Favorite book when you were a child:
I read and reread Susan Cooper's The Dark Is Rising series, Madeleine L'Engle's Time Quintet, Sherryl Jordan's Winter of Fire and Lois Lowry's The Giver. As one can tell, I liked fantasy. Still do.
On your nightstand now:
My nightstand is where I put the books I am determined to read right away; my TBR pile lives on a shelf next to my desk and in my wish list on iTunes. On my nightstand right now is The Last Cigarette on Earth by Benjamin Alire Sáenz. In my first year of sobriety, I read his YA novel Last Night I Sang to the Monster at least three times. Someone recently suggested The Last Cigarette on Earth knowing how touched I was by Monster. Also on my nightstand? Undivided by Neal Shusterman. It's been an actual decade since I read the first book and I have somehow yet to finish reading the series.
Your top five authors:
A top five of all time is impossible. So, instead, books that have recently ripped open my soul were written by Elizabeth Acevedo, April Genevieve Tucholke, Kekla Magoon, Joy McCullough and Minh Lê and Dan Santat.
Book you've faked reading:
Any and all assigned reading by Mark Twain. Also anything by the Brontës. Ugh, Jane Eyre.
Book you're an evangelist for:
The Graveyard Book by Neil Gaiman. It is a perfect middle-grade book. Everyone should read it and I promise won't be upset if you don't like it. One of my very best friends doesn't like it. He's wrong. But I'm not upset about it. Oh! And Most Dangerous: Daniel Ellsberg and the Secret History of the Vietnam War by Steve Sheinkin. That man somehow makes the literal copying of paper a suspenseful and wholly engaging read.

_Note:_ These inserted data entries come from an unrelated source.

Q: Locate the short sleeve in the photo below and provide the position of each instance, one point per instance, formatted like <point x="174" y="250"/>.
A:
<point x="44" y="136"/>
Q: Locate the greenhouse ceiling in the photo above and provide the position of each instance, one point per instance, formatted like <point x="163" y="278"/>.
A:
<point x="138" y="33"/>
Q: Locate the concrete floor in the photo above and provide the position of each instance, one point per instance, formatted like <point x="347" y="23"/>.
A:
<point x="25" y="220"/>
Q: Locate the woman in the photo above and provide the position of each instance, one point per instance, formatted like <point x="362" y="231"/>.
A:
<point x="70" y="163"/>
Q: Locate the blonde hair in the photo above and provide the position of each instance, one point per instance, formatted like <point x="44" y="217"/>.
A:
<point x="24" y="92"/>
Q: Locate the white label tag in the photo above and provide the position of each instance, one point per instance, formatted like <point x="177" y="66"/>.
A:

Book you've bought for the cover:
I would guess that a lot of the fantasy I read before I entered the world of publishing was purchased because of the cover. I learned when I was younger that the books I enjoyed looked a certain way and so I always sought those covers out. Garth Nix's Abhorsen series, Anne McCaffrey's Dragonriders of Pern, Diana Wynne Jones's Chrestomanci series....

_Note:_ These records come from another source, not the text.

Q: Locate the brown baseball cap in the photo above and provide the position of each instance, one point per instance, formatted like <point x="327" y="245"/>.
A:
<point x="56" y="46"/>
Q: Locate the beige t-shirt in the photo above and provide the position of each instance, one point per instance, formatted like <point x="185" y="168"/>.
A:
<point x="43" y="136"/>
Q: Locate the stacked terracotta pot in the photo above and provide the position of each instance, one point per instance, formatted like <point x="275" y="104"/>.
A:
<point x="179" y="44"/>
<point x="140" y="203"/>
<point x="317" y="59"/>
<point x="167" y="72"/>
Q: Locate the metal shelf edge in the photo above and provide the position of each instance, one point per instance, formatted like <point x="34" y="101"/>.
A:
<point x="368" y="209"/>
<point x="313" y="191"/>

Book you hid from your parents:
When I was 10 or 11, I read one of my mom's books and I cannot for the life of me remember the title or author. The protagonist was a woman detective and she was on the trail of a serial killer and I remember the book being very sexy. I didn't successfully hide reading it and my mom was... not pleased. But I refused to give up the book until I had finished. Exasperated, my mother let me finish but then went in to school with me the next day and begged my teacher to give me appropriate reading materials.

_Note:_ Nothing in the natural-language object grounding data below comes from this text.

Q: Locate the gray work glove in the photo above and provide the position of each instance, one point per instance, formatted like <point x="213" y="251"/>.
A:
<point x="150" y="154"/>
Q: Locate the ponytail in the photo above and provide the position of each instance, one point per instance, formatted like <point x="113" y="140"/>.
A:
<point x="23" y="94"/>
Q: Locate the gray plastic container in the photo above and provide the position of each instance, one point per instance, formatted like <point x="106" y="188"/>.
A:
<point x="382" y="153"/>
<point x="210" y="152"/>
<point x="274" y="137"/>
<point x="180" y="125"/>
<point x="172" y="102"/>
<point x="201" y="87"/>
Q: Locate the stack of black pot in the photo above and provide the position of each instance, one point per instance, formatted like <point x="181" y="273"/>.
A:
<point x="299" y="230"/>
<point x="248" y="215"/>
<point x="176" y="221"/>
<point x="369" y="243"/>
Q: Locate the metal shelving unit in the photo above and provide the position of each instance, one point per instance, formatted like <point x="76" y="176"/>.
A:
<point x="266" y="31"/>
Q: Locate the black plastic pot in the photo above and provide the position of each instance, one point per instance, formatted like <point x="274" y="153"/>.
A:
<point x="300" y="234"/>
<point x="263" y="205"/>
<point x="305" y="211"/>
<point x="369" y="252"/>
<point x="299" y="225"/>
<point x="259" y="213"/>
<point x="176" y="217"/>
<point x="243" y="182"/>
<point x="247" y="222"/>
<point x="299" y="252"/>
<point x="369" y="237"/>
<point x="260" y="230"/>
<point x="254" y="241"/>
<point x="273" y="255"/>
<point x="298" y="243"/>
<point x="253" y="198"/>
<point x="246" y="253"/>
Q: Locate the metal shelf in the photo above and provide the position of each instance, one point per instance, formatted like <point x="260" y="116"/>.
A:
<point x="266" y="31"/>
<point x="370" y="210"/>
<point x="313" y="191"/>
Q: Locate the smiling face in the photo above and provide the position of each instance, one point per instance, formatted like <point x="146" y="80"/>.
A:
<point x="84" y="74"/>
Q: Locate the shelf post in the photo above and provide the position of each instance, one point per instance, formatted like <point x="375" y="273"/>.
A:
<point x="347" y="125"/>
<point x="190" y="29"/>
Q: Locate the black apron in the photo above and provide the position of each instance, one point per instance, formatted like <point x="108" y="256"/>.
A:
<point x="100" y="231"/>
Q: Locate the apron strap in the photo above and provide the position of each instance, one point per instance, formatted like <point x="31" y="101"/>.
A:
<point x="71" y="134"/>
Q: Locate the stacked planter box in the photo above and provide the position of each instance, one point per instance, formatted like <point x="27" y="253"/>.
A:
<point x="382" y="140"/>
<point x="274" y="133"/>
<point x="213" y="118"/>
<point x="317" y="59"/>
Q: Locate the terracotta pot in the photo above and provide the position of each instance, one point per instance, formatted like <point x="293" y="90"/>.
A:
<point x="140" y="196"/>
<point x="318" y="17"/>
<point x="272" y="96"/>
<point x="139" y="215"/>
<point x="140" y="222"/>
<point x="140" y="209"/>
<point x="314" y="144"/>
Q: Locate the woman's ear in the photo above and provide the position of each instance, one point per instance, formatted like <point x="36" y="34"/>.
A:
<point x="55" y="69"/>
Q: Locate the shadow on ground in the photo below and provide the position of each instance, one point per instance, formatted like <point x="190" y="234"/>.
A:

Book that changed your life:
Anything I read with a developing mind changed my life. The Dark Is Rising shaped my worldview; His Dark Materials changed the way I saw books. This is why I care so much about children's literature: any and every book given to a child or teen can change or shape a life.
Favorite line from a book:
"It is the first day of November and so, today, someone will die." --Maggie Stiefvater, The Scorpio Races. If you have not yet read The Scorpio Races, go do so immediately. It's cool--I'll wait.
Five books you'll never part with:
I would be very sad to give up my paperback box set of The Dark Is Rising because the books have been read so many times, the bindings barely hold the pages together. I brought that horribly embarrassing box to a Susan Cooper signing and asked her to sign the browning-around-the-edges title page of The Dark Is Rising. I did the same with my childhood paperback copy of The Giver and Lois Lowry. My His Dark Materials paperbacks are also pretty special to me--I bought all three of them in an English-language bookstore while I was in school in China and they got passed around what felt like the entire school. At least 15 people have held and loved those three books.
Book you most want to read again for the first time:
Strange the Dreamer by Laini Taylor. That book is so imaginative and powerful and the writing itself is so damn beautiful. I would eagerly hand her my heart and allow her to break it all over again.